Cosa è importante sapere?
E’ innanzitutto importante essere consapevoli che l’ascesa di una montagna come il Kilimanjaro, non si improvvisa, ma deve essere affrontata attraverso un’adeguata preparazione sia fisica che alla quota che inizia alcuni mesi prima dell’ascesa vera e propria. Avere il medico al seguito della spedizione è sicuramente un valore aggiunto, ma non deve far pensare che per questo non sia necessario allenarsi e prepararsi adeguatamente. Ogni organismo ha le proprie caratteristiche, i lati di forza, ma anche i punti deboli; individuare questi aspetti e costruire la preparazione attorno ad essi, e, a mio parere, uno degli elementi chiave per la buona riuscita dell’ascensione.
Quali saranno i primi consigli che darai ai partecipanti? Di cosa parlerai loro?

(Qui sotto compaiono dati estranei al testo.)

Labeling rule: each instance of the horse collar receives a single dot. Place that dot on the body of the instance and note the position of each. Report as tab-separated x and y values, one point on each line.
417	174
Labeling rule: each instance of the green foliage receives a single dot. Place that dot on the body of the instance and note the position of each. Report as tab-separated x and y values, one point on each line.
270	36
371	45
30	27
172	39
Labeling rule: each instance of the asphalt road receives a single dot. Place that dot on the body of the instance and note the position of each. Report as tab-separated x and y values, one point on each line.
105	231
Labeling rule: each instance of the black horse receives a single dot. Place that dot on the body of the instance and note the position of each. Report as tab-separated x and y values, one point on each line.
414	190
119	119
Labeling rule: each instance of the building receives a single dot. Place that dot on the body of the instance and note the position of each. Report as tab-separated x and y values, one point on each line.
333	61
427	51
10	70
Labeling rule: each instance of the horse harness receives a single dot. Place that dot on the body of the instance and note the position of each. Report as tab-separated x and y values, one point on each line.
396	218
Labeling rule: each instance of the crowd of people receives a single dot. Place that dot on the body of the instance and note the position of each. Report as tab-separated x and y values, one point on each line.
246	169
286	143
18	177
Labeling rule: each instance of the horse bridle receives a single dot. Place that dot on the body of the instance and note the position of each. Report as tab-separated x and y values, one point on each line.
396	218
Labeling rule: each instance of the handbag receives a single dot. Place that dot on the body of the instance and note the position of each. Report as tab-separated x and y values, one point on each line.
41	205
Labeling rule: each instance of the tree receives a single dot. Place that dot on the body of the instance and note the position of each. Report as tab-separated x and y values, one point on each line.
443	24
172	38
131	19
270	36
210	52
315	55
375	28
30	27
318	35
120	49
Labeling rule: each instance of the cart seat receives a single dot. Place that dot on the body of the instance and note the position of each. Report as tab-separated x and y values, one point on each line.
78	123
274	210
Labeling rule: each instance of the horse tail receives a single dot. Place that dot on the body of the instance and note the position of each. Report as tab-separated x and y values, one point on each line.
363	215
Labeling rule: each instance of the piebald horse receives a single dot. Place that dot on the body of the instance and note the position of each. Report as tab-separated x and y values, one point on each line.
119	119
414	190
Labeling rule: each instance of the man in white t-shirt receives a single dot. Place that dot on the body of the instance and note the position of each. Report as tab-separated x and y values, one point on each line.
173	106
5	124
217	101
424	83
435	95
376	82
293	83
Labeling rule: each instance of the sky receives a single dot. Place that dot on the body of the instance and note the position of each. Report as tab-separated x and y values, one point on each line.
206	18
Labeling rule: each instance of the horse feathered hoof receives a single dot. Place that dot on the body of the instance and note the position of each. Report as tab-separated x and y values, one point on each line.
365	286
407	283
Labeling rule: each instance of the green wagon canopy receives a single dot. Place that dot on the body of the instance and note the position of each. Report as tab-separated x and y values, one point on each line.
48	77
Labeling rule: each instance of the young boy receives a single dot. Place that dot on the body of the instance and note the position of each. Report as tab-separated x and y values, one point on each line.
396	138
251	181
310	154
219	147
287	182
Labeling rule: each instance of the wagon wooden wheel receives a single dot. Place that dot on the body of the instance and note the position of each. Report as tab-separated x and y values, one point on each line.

Innanzitutto di arrivare al viaggio ben preparati fisicamente e ben acclimatati, a tutto vantaggio di potersi poi gustare appieno il viaggio stesso. Ascoltare il proprio corpo, mantenere un ritmo di camminata lento, specie quando si è nella fase di acclimatamento e di non arrivare allo stremo delle forze, ma di lasciare sempre un buon margine di riserva. Idratarsi e nutrirsi regolarmente e adeguatamente. Sfruttare al massimo i momenti di recupero tra un impegno e l’altro. Infine, ma non per ultimo, ascoltare attentamente le Guide circa i consigli per l’adeguato abbigliamento ed equipaggiamento e sulle modalità di progressione dell’ascesa.
Come alpinista, cosa ti aspetti? Cosa è per te il Kilimanjaro?
Il Kilimanjaro, la montagna più alta dell’Africa, la montagna isolata più alta del mondo, circondata da paesaggi stupendi molto diversi tra loro, non può che essere una delle vette più ambite di ogni amante dei monti, e così è anche per me. Raggiungere, poi, la vetta attraverso la via più selvaggia e meno frequentata, la Rongai Route, aggiunge, a mio avviso, la possibilità di “entrare più in contatto” sia con la montagna stessa che con le sensazioni che l’ascesa offre. Mi aspetto un’esperienza intensa, per certi versi diversa dalle ascese sulle Alpi, forse in parte simile a quella del M.te Ararat, ve lo saprò dire al rientro.
Dopo questa salita ci dobbiamo aspettare altre spedizioni dello stesso tipo?
Direi di sì! L’idea mie e dei miei compagni, è quella non solo di continuità, ma anche di progressione, sia come quota da raggiungere che come impegno di salita. Questo progetto è per me molto stimolante. Vi terremo aggiornati!
Che consigli dai a un ragazzo che sogna l’alta quota?
Di non avere fretta e di affidarsi alle persone giuste. Sembra un consiglio scontato, ma in realtà, visti gli approcci di alcuni giovani, non lo è. Andare per gradi, in montagna, come in molti altri aspetti della vita è utile, fondamentale e anche più sicuro. Rivolgersi a professionisti, in genere, è un comportamento saggio che offre soprattutto lati positivi, a tutto vantaggio sia di maggior tutela della propria sicurezza, sia di poter assaporare a pieno le fantastiche sensazioni della montagna in generale e dell’alta quota in particolare.